Sentot mengangguk tipis, mempersilakan Baskara melanjutkan kegiatannya.

"Menurut sejarah yang saya ketahui, Mbah Demang Joyo Ngadiro adalah sesepuh sekaligus kawula di Kadiri yang berasal dari Kedongrejo. Namanya cukup tersohor, tetapi seperti hilang ditelan bumi. Tidak berbekas, kecuali beberapa orang yang mendengar kisah sesungguhnya. Kisah seorang pahlawan yang berani mengorbankan dirinya untuk dicap mbalelo atau berkhianat, demi bangsanya," Sentot memulai ceritanya setelah keduanya duduk di satu pinggiran kijing, tidak jauh dari makam yang dikisahkannya. "Sayangnya, banyak orang lebih percaya dengan cerita yang menyebutnya sebagai pengkhianat."

"Memangnya, apa yang dilakukan Mbah Demang Joyo Ngadiro?"

"Mbah Demang menyusup ke markas musuh. Sebagai orang yang bisa memasak, Mbah Demang berhasil mengelabuhi musuh supaya menjadikannya sekutu dan membuatnya dianggap sebagai pengkhianat bangsa. Butuh waktu cukup lama bagi Mbah Demang untuk mengambil hati musuh. Ketika semua sudah dalam kendalinya, di satu malam yang mencekam, Mbah Demang melancarkan aksinya."

Baskara menelan ludah, mengantisipasi pelintiran cerita. "Aksi apa?"

"Meracuni mereka," Sentot menandaskan kalimatnya dengan nada ringan. Baskara bergidik ngeri setelah mendengarnya.

Dari jauh, azan Magrib berkumandang sebagai tanda bahwa nyekar dan cerita di makam hari ini harus segera diakhiri. Setelah pamit dan berterima kasih karena telah diperdengarkan sebuah kisah yang membangkitkan ide dalam benak Baskara, dia pun meninggalkan makam dengan perasaan campur aduk.

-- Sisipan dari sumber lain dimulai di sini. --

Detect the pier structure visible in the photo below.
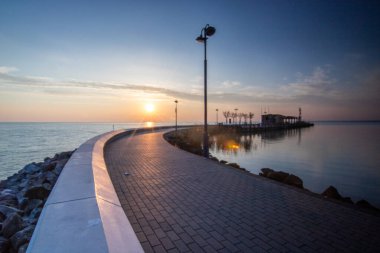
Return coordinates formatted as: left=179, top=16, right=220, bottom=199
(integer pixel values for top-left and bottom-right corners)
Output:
left=105, top=129, right=380, bottom=252
left=27, top=127, right=380, bottom=253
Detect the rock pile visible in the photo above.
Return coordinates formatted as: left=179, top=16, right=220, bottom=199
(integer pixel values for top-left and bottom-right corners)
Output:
left=0, top=151, right=74, bottom=253
left=321, top=185, right=380, bottom=212
left=259, top=168, right=303, bottom=189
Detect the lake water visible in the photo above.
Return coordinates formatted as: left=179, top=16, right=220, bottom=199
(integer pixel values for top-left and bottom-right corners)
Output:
left=210, top=122, right=380, bottom=207
left=0, top=122, right=168, bottom=180
left=0, top=123, right=380, bottom=207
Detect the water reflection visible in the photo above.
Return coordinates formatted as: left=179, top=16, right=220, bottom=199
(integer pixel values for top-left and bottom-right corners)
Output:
left=210, top=129, right=302, bottom=155
left=210, top=122, right=380, bottom=207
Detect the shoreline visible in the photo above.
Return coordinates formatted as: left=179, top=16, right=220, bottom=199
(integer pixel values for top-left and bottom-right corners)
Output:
left=164, top=127, right=380, bottom=214
left=0, top=150, right=75, bottom=253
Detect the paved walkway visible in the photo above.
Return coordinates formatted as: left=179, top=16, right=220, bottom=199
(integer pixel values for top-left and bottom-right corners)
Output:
left=105, top=129, right=380, bottom=252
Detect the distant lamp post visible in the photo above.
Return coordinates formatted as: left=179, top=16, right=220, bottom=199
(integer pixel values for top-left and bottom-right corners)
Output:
left=196, top=24, right=216, bottom=157
left=234, top=108, right=239, bottom=125
left=174, top=99, right=178, bottom=131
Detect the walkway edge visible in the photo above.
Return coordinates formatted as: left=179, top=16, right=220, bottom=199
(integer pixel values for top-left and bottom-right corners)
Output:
left=27, top=128, right=148, bottom=253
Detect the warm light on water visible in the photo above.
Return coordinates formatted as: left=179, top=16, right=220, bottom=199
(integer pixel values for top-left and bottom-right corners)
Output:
left=210, top=123, right=380, bottom=207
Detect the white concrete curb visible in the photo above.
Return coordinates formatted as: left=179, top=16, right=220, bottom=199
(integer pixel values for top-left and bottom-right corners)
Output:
left=27, top=130, right=144, bottom=253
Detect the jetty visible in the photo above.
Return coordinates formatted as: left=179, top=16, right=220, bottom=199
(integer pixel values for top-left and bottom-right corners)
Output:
left=27, top=127, right=380, bottom=253
left=105, top=131, right=380, bottom=252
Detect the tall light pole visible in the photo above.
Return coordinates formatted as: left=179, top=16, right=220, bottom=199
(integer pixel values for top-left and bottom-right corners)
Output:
left=215, top=108, right=219, bottom=125
left=174, top=99, right=178, bottom=132
left=196, top=24, right=216, bottom=157
left=234, top=108, right=239, bottom=124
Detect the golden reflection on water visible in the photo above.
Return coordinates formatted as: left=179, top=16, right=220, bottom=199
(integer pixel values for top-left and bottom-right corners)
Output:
left=144, top=121, right=155, bottom=127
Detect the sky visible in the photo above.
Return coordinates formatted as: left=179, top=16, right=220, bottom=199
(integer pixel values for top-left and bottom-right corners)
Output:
left=0, top=0, right=380, bottom=122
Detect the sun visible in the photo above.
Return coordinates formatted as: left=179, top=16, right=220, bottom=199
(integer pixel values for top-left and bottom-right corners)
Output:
left=145, top=104, right=154, bottom=112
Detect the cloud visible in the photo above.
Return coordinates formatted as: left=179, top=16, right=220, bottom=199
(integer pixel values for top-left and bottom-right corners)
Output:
left=0, top=67, right=380, bottom=111
left=222, top=80, right=241, bottom=89
left=0, top=73, right=202, bottom=100
left=0, top=66, right=18, bottom=74
left=281, top=67, right=340, bottom=99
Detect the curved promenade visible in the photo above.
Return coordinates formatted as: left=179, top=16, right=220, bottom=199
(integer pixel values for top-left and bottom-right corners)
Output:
left=104, top=132, right=380, bottom=252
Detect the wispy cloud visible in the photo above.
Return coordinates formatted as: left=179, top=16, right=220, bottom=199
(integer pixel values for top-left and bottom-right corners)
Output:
left=0, top=67, right=380, bottom=108
left=0, top=66, right=18, bottom=74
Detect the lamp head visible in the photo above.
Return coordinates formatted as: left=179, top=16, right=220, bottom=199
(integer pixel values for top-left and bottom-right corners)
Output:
left=205, top=26, right=216, bottom=36
left=195, top=34, right=205, bottom=43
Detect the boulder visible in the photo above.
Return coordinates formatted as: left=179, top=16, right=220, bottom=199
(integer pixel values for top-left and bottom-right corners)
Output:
left=42, top=161, right=57, bottom=172
left=11, top=225, right=35, bottom=250
left=322, top=185, right=342, bottom=200
left=284, top=174, right=303, bottom=189
left=24, top=199, right=44, bottom=214
left=24, top=185, right=51, bottom=200
left=0, top=191, right=18, bottom=207
left=228, top=163, right=240, bottom=169
left=356, top=199, right=379, bottom=211
left=22, top=163, right=41, bottom=174
left=44, top=171, right=58, bottom=185
left=0, top=205, right=22, bottom=220
left=17, top=243, right=30, bottom=253
left=0, top=236, right=10, bottom=252
left=267, top=171, right=289, bottom=182
left=2, top=213, right=23, bottom=238
left=29, top=207, right=42, bottom=222
left=259, top=168, right=274, bottom=177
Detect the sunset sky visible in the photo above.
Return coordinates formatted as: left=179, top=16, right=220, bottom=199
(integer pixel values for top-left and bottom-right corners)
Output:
left=0, top=0, right=380, bottom=122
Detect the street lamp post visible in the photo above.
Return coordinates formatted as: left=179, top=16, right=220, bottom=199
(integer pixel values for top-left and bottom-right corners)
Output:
left=215, top=108, right=219, bottom=125
left=234, top=108, right=239, bottom=125
left=196, top=24, right=216, bottom=157
left=174, top=99, right=178, bottom=132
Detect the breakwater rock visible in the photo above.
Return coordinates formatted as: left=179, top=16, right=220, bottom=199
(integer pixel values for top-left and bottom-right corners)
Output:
left=259, top=168, right=303, bottom=189
left=0, top=151, right=74, bottom=253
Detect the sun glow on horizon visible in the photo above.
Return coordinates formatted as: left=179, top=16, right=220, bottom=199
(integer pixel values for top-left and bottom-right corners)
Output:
left=145, top=104, right=154, bottom=112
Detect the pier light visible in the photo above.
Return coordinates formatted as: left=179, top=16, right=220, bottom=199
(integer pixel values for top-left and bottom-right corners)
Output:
left=174, top=99, right=178, bottom=132
left=195, top=24, right=216, bottom=157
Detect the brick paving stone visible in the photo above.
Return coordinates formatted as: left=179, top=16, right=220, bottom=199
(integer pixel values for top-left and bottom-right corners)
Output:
left=153, top=245, right=166, bottom=253
left=160, top=237, right=175, bottom=250
left=105, top=132, right=380, bottom=252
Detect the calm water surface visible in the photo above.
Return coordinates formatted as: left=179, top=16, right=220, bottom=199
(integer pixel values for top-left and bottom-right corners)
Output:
left=210, top=122, right=380, bottom=207
left=0, top=122, right=166, bottom=180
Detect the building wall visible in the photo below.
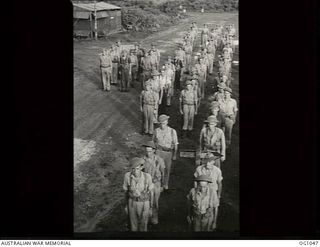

Dia ingin menjadi penyusup di antara hubungan Cahaya dan Wisnu, dan merebut kembali kekasihnya.

Di langkah terakhirnya sebelum berbelok begitu sampai di depan gapura, ada keragu-raguan dalam dirinya untuk berbalik badan dan melihat apakah sosok Sentot masih ada di makam. Dia takut, kakek-kakek itu menghilang. Alhasil, Baskara memutuskan untuk terus berjalan tanpa menengok-nengok lagi sampai mobil dan menjalankan mesinnya.